"Kejadian berawal dari ribut perorangan antara security dengan anggota FBR. Siang tadi saya sendiri sudah mendapati informasi pengumpulan masa anggota FBR. Saat itu Kehadiran mereka di Polsek Kelapa Gading telah kita terima," ujar Kapolsek Kelapa Gading Suriyono di lokasi kejadian, Jumat (29/5/2015).
Ia mengatakan kelompok FBR yang datang berasal dari Cilincing dan Koja. Setelah melakukan mediasi dengan pimpinan kelompok, massa reda emosinya.

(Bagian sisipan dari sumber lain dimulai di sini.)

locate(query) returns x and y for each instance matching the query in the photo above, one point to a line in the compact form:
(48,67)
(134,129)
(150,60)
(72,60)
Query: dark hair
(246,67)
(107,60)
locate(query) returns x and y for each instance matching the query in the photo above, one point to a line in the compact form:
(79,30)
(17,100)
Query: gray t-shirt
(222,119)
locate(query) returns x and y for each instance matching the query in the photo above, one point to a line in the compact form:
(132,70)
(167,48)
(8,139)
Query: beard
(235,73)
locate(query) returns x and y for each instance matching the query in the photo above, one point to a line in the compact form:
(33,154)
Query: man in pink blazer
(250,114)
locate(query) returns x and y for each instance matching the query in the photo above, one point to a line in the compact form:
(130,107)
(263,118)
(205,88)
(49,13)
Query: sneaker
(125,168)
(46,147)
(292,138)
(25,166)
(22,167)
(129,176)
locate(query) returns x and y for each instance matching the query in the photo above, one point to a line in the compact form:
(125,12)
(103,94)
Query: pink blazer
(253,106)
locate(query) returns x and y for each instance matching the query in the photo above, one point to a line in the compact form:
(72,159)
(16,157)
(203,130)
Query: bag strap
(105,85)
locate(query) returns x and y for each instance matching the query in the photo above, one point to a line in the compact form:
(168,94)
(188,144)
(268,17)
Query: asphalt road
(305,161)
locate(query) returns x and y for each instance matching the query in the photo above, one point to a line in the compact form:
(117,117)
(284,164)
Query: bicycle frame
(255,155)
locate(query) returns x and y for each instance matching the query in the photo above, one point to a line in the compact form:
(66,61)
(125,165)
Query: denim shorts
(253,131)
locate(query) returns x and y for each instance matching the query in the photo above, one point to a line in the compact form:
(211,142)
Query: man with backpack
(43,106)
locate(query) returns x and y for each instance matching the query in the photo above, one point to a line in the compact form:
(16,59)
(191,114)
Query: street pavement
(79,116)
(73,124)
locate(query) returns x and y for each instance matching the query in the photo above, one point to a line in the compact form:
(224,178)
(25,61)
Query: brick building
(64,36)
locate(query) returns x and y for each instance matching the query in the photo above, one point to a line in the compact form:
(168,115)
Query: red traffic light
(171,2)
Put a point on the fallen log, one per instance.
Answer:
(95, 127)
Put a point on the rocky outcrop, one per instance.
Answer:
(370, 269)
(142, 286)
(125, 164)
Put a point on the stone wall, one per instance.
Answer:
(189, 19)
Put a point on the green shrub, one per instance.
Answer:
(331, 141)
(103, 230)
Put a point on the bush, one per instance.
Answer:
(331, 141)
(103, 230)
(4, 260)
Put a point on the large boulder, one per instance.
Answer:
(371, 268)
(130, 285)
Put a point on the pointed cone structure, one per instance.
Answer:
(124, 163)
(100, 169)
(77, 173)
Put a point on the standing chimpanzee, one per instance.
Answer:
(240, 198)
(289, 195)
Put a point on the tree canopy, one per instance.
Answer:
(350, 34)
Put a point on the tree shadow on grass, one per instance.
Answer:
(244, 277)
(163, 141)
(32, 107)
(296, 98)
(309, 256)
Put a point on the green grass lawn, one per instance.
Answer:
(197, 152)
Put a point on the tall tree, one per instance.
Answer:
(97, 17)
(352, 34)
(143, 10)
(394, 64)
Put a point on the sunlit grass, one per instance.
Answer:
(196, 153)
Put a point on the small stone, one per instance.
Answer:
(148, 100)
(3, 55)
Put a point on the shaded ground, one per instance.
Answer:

"Rupanya mereka menuntut pemukul anggota untuk ditangkap. Saya sendiri sudah berjanji akan menindak lanjuti laporan mereka," tuturnya.
Proses mediasi pun telah berakhir, Sutriyono meminta kelompok tersebut tidak berkumpul. Rupanya proses mediasi tersebut tak membuat massa FBR yang lain yang baru datang dari Tanjung Priok dan sekitarnya tenang.
"Tak lama saya kembali dapat informasi FBR dari Wilayah Priok dan sekitarnya datang dari arah Tanjung Priok, sebagai antisipasi saya sudah sebar anggota sabahara untuk mengamankan mal ini, namun jumlah mereka lebih banyak," paparnya.
Ia mengatakan masa yang datang merusak mal berasal dari Tanjung Priok. Sejauh ini pemicunya hanya baku pukul antar anggota FBR dengan security mal.
"Sejauh ini yang kita identifikasi jumlah korban ada dua, dari Security dan petugas karcis MOI," tandasnya.